I'm trying to rewrite a web crawler in go (originally written in python with gevent). But I've hit a wall, no matter what I do I get fast high memory consumption. For example, the following simple code:
package main
import (
"bufio"
"fmt"
"os"
"net/http"
"io"
"strings"
"time"
)
func readLine(in *bufio.Reader, domains chan<- string) {
for conc := 0; conc < 500; conc++ {
input, err := in.ReadString('\n')
if err == io.EOF {
break
}
if err != nil {
fmt.Fprintf(os.Stderr, "read(stdin): %s\n", err)
os.Exit(1)
}
input = strings.TrimSpace(input)
if input == "" {
continue
}
domain := input
domains <- domain
}
}
func get(domains <-chan string) {
url := <-domains
URLresp, err := http.Get(url)
if err != nil {
fmt.Println(err)
}
if err == nil {
fmt.Println(url," OK")
URLresp.Body.Close()
}
}
func main() {
domains := make(chan string, 500)
inFile, _ := os.Open("F:\\PATH\\TO\\LIST_OF_URLS_SEPARATED_BY_NEWLINE.txt")

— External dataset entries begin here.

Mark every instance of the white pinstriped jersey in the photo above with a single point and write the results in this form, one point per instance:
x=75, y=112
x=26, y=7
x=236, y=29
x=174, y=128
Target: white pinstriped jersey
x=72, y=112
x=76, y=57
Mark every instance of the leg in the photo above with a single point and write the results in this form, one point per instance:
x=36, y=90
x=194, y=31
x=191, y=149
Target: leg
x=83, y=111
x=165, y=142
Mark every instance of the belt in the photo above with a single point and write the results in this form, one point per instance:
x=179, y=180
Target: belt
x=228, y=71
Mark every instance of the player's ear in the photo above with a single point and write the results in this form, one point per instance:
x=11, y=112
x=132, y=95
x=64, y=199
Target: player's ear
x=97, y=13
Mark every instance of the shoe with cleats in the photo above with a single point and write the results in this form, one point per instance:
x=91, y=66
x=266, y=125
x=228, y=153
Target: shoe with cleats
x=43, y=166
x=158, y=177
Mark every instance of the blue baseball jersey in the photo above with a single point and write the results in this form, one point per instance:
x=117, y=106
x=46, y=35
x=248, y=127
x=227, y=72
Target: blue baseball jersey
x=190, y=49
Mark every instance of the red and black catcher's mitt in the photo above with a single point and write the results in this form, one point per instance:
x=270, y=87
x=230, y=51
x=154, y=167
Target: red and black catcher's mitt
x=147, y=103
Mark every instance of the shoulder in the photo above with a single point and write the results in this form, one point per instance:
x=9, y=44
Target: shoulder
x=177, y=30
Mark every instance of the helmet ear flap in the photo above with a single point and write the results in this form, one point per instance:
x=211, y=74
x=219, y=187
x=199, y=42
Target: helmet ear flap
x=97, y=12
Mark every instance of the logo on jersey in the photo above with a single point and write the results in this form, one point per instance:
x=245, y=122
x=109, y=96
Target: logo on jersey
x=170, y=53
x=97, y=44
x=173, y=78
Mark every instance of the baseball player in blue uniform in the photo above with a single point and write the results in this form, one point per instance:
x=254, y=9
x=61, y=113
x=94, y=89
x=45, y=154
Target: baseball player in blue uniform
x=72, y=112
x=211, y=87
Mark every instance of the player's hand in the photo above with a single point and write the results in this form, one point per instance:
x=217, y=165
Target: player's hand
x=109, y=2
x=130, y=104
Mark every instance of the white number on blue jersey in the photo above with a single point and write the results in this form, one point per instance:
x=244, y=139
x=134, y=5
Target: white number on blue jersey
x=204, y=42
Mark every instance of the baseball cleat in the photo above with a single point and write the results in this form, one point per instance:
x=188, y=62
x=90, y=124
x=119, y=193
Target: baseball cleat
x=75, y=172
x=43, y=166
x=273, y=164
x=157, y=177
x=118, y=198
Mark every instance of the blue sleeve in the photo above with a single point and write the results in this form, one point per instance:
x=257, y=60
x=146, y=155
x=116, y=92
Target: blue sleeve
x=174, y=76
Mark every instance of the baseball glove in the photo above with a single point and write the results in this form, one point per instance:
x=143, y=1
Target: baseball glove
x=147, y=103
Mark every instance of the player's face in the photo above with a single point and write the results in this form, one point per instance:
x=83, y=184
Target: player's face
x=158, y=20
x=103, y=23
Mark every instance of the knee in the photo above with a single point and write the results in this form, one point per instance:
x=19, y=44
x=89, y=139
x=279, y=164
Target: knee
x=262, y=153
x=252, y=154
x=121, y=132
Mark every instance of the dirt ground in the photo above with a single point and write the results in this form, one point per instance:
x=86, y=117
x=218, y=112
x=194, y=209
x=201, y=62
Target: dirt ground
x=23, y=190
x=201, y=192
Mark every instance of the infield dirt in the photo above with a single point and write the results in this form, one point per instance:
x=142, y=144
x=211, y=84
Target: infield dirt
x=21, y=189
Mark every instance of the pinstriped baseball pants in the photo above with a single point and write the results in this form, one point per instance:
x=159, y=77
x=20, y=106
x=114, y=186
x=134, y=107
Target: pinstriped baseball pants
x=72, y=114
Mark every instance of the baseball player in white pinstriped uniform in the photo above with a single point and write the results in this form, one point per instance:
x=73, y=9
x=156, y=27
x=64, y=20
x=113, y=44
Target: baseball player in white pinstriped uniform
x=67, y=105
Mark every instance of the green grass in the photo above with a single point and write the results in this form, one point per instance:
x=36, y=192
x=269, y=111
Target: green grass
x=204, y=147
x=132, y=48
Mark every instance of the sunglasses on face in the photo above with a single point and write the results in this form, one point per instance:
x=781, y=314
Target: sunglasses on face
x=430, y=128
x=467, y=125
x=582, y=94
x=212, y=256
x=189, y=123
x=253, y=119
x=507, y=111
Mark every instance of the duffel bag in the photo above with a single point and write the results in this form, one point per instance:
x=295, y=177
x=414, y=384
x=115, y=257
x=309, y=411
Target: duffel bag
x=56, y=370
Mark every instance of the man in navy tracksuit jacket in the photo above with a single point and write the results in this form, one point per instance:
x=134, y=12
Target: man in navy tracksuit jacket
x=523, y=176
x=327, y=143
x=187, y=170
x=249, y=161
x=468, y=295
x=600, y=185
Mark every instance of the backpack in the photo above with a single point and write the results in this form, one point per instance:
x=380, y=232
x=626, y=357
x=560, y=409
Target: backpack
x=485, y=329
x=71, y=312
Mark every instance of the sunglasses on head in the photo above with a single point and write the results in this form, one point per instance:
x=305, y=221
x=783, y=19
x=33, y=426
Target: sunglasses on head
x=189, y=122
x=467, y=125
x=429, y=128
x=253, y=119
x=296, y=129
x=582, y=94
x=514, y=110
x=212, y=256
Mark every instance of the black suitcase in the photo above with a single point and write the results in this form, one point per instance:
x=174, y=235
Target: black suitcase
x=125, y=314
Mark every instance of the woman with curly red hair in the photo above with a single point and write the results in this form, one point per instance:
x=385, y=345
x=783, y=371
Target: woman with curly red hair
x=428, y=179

in := bufio.NewReader(inFile)
for {
go readLine(in, domains)
for i := 0; i < 500; i++ { go get(domains) }
time.Sleep(100000000)
}
}
I've tried pprof but it seems to say I'm using 50mb of heap space only, while memory consumption by resource monitoring is skyrocketing.
I also tried creating a custom http Transport without Keep Alive since I found out net/http saves connections for reuse but no luck with that.